Registro liberiano mira negócios no Brasil

Entre os focos do LISCR estão os mercados offshore e de GNL, conta o chefe de Operações Alfonso Castillero

Com 4,4 mil embarcações registradas, o Liberian International Ship and Corporate Registry (Registro marítimo aberto da Libéria — LISCR) está de olho no crescimento do mercado brasileiro de óleo e gás, mirando, sondas de perfuração, FPSOs, navios-tanque, gaseiros e até mesmo unidades flutuantes de regaseificação (FSRUs), entre outros tipos de embarcações.

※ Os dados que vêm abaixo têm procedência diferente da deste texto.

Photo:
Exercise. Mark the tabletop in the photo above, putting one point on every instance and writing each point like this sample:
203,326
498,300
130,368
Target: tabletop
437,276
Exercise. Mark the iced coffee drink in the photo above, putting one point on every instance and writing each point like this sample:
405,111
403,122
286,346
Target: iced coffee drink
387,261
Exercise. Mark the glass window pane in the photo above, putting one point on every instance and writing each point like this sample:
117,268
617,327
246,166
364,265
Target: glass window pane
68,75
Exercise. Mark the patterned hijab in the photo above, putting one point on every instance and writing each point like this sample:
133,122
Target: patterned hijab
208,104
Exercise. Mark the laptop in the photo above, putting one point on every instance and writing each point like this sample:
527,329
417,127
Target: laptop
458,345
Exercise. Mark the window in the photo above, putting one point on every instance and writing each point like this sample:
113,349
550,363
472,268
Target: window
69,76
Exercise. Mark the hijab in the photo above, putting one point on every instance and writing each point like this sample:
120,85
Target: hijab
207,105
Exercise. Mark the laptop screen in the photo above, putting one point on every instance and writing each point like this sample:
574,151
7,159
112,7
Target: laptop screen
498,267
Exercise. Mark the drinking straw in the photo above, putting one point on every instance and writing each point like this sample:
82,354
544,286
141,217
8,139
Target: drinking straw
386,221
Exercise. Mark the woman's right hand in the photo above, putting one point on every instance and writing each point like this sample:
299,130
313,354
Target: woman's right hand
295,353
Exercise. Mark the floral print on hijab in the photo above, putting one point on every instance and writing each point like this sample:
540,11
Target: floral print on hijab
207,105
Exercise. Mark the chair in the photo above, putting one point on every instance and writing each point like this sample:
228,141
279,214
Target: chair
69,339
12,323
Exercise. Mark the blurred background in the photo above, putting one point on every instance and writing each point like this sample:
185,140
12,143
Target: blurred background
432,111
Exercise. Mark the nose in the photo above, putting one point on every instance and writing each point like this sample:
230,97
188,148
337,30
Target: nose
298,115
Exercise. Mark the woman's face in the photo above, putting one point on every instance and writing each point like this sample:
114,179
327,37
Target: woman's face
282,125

Desde 2015, quando começou a operar no Rio de Janeiro, o registro liberiano triplicou a tonelagem de embarcações arvorando bandeira da Libéria, com grande contribuição da Petrobras. Com a abertura do setor, novas oportunidades de negócio estão surgindo, conta o chefe de Operações do LISCR, Alfonso Castillero.

“Novas operadoras estão nos procurando para nos conhecer. Há potencial de crescimento em projetos de adaptação aos requisitos do REB [Registro Especial Brasileiro], da Marinha e outras questões jurídicas”, afirma o executivo.

A tradição do registro aberto liberiano remonta à Segunda Guerra Mundial, quando se buscavam bandeiras neutras para facilitar a movimentação e navios pelo mundo. Ele foi fundado em 1948 por Edward Stettinius, secretário de Estado dos EUA durante o conflito internacional, em joint-venture com o governo da Libéria, quando o registro panamenho se tornava menos atrativo por razões como a elevação de taxas e regulações.

No ano passado, cerca de 7 mil navios com bandeira liberiana passaram por portos no Brasil, onde o desenvolvimento de terminais de GNL representa mais um filão para o LISCR. “Estamos mapeando esse mercado, que tem importância estratégica para as operações de registro no Brasil ”, assinala Castillero.

De acordo com dados da Energy Information Administration (EIA), o Brasil importou 84 milhões de m³ de GNL dos EUA em abril deste ano. Os carregamentos vieram de Freeport, no Texas.

Recentemente, o LISCR abriu um escritório em Houston, no estado norte-americano, a fim de ampliar sua presença no setor de GNL, que, hoje, representa 3,8% da composição da frota com o registro aberto liberiano. A frota offshore corresponde a 18% do total, sendo formada principalmente por plataformas, entre FPSOs e sondas.